Bankalardan alınan kredi dışında bir de piyasa kredisinin olduğunu belirten Çağlar, "Özellikle küçük firmaların ve esnafın birbirine açtığı krediye biz piyasa kredisi diyoruz. Ekonomide küçük bir dalgalanmada piyasa kredisi dediğimiz vadeli çeksenetli satışlar hızla daralır ve peşinle iş yapmaya başlanır. Piyasa kredisi gerileyince de bütün yük bankaların üzerine düşer. Sermaye zaten sınırlı. Bu amaçla Hazine ve Maliye Bakanlığımız piyasaları rahatlama adına yapmış olduğu hamlelerden bir yenisi olarak alacak sigortacılığını yaygınlaştırmak amacı ile alacak sigortası havuzu kurarak piyasaya yani KOBİ'lere çok önemli bir destek sağlamış oldu. Bu havuzun arkasında Hazine güvencesi olduğu için alacak sigortasına ulaşamayan özellikle küçük ölçekli KOBİ'lerimiz artık bu sigortaya daha rahat ulaşacak ve artık alacak derdi ile uğraşmak yerine asli işlerine odaklanacaklar. Bu da günün sonunda hem finans sektörünü hem de reel sektörü rahatlatacak" dedi.
BANKALARI RAHATLATACAK
Çağlar, "Piyasa kredisinin inişli çıkışlı bir hal aldığında 'alacak sigortası' çok daha önemli hale geliyor. Bugünden yarına derdimize derman olmamakla birlikte piyasanın kesintiye uğramaması açısından zamanla yaygınlaşıp derinleştikçe oldukça önemli bir işlevi olacak. Yine alacak sigortası firma kredilerinin teminat vasfını güçlendireceği için bankaları sermaye yeterlilik rasyosu açısından da rahatlatacak ve bankaların sermayelerini daha etkin kullanmasını sağlayacaktır" şeklinde konuştu.
KEFALET VE KATILIM SIRADA
Kefalet ve katılım sigortası ürünlerinin de önümüzdeki dönemde çok konuşulacağını belirten Çağlar, "Yakın zamanda büyüme beklediğimiz bir diğer branş da kefalet sigortaları. Yapılan düzenlemelerle artık sigorta şirketleri de bir anlamda teminat mektubu verebilecek konuma geldiler. ABD'de bu yöndeki ihtiyacın neredeyse tamamı kefalet sigortası ile sağlanırken, bu oran Güney Amerika'da yüzde 25, Asya Pasifik bölgesinde yüzde 50, Avrupa'da ise yüzde 25 seviyelerinde. Bizim bankacılıkta teminat mektubu hacminin 450 milyar TL olduğunu düşündüğümüzde buradaki potansiyel hakkında bir fikir vermiş olurum" şeklinde konuştu.

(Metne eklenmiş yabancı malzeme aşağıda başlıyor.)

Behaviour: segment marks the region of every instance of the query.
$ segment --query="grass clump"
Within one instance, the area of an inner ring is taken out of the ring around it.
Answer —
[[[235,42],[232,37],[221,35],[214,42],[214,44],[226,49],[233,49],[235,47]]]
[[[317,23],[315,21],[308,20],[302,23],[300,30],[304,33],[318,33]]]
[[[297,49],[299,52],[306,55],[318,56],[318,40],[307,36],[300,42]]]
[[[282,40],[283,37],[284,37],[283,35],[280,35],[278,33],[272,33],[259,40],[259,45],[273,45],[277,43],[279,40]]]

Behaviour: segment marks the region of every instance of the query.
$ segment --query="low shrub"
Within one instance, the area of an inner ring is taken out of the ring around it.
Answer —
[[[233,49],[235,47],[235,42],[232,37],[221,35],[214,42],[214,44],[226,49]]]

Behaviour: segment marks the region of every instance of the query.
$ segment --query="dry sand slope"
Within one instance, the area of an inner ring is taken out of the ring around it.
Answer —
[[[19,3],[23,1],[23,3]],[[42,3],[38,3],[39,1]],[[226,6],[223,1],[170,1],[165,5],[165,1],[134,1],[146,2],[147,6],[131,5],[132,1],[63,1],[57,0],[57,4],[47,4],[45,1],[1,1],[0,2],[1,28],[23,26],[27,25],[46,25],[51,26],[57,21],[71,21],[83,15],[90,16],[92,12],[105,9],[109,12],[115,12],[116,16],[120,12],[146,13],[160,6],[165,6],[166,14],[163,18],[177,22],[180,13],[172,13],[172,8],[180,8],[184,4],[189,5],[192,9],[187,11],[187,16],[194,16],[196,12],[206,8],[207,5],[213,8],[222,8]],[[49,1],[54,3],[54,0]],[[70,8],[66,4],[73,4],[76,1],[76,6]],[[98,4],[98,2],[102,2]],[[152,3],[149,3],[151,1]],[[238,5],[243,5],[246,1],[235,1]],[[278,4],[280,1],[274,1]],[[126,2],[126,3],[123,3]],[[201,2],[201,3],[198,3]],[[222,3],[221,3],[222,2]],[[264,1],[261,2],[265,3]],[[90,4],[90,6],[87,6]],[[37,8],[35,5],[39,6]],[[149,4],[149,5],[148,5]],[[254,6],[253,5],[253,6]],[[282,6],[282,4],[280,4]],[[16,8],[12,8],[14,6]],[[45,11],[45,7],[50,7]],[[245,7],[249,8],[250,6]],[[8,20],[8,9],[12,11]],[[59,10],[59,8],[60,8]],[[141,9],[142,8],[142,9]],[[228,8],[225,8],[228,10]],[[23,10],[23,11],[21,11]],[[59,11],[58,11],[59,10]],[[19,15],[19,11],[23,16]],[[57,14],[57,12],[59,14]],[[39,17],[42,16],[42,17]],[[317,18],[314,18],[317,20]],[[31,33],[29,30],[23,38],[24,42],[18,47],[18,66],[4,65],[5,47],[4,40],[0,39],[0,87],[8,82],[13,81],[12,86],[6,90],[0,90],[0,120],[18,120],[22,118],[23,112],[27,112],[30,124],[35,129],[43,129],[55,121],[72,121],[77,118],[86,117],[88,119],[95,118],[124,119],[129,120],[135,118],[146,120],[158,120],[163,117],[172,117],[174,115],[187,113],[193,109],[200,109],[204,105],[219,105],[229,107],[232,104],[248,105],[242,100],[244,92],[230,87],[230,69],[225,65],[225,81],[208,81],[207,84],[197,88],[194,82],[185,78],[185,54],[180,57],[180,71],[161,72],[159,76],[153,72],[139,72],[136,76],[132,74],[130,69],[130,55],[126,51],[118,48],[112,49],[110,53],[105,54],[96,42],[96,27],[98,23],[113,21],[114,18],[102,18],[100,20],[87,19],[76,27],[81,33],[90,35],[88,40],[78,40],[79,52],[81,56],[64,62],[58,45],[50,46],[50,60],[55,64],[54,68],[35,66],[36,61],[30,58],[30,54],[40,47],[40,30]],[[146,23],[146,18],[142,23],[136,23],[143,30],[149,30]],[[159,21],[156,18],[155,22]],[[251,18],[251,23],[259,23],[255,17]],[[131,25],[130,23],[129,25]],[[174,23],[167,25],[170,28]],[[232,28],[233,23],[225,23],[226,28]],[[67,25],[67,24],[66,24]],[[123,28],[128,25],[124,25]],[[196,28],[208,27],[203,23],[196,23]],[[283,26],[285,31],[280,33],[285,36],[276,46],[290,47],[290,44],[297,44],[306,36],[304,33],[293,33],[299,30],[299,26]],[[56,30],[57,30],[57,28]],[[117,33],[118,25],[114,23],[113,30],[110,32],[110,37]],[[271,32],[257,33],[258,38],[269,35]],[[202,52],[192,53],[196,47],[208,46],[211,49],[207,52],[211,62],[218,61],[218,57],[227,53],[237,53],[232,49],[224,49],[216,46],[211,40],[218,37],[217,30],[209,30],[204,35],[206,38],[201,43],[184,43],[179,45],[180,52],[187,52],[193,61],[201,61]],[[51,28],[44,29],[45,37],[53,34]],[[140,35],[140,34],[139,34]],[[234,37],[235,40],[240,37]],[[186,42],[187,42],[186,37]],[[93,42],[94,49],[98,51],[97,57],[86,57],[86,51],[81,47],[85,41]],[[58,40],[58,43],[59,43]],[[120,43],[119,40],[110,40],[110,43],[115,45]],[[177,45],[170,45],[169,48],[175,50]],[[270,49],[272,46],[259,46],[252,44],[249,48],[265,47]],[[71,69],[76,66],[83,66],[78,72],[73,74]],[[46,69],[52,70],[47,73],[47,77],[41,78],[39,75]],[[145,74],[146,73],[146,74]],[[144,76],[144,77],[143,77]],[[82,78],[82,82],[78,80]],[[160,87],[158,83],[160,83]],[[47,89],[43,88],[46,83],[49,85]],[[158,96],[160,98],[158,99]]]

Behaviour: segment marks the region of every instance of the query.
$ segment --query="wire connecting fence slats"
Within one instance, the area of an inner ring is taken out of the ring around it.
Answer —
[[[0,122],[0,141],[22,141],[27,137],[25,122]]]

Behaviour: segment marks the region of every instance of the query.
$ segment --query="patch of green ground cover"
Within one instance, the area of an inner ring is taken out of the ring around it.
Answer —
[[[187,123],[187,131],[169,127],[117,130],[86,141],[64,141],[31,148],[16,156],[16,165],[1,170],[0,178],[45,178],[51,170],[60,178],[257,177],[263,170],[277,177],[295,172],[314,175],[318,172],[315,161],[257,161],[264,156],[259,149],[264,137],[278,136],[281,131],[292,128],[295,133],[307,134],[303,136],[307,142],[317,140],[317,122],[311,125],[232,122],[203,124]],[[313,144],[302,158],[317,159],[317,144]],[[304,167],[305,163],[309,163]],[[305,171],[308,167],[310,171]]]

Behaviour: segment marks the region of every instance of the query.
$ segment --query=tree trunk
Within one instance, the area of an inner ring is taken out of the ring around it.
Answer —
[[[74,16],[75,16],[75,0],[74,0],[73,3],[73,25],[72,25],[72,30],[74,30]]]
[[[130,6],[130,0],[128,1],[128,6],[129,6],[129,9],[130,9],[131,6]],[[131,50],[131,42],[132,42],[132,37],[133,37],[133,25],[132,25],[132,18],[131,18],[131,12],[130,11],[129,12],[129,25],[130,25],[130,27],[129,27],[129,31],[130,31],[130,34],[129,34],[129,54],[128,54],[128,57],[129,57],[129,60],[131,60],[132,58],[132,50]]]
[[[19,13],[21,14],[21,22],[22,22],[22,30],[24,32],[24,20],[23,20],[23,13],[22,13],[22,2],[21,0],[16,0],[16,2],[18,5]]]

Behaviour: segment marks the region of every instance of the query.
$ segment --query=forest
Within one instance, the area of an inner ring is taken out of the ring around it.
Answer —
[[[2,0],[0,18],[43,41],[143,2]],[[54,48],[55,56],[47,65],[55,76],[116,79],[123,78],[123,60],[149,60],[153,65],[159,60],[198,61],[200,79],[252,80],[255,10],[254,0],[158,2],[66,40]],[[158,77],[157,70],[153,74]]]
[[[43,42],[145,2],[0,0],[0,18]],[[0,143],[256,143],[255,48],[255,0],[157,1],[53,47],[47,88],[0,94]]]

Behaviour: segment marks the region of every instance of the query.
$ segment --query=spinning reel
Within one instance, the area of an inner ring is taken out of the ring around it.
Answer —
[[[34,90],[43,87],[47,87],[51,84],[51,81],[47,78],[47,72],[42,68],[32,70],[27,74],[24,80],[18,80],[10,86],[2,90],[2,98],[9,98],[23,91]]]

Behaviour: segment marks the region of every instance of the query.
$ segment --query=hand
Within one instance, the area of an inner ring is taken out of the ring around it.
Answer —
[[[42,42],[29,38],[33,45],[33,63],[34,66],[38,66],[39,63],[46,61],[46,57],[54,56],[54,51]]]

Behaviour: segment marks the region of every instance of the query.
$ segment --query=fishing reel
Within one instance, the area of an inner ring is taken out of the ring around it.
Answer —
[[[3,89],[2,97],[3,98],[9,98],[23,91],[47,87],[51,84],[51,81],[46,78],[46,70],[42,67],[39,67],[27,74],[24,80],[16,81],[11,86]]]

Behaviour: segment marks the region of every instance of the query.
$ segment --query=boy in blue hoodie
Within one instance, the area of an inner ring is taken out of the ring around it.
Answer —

BAĞIMSIZ OTORİTE SEKTÖRÜN ÖNÜNÜ AÇAR
Kamuda Cumhurbaşkanlığı Hükümet Sistemi'ne göre başlayan yeniden yapılanma sürecinin sigorta alanında da gerekli olduğunu ifade eden Çağlar, "Sigorta sektörünün düzenlenmesi ve denetiminin bazı başarılı dünya örneklerinde olduğu gibi bağımsız bir otorite haline getirilerek yeniden yapılandırılması sektörün önünü açar" dedi. Can Akın Çağlar buna ilave olarak yarı kamusal bir kurum olan Türkiye Sigorta Birliği nezdindeki kurumların daha verimli ve etkin bir yapıya geçmek üzere çalışma yaptıklarını da belirtti.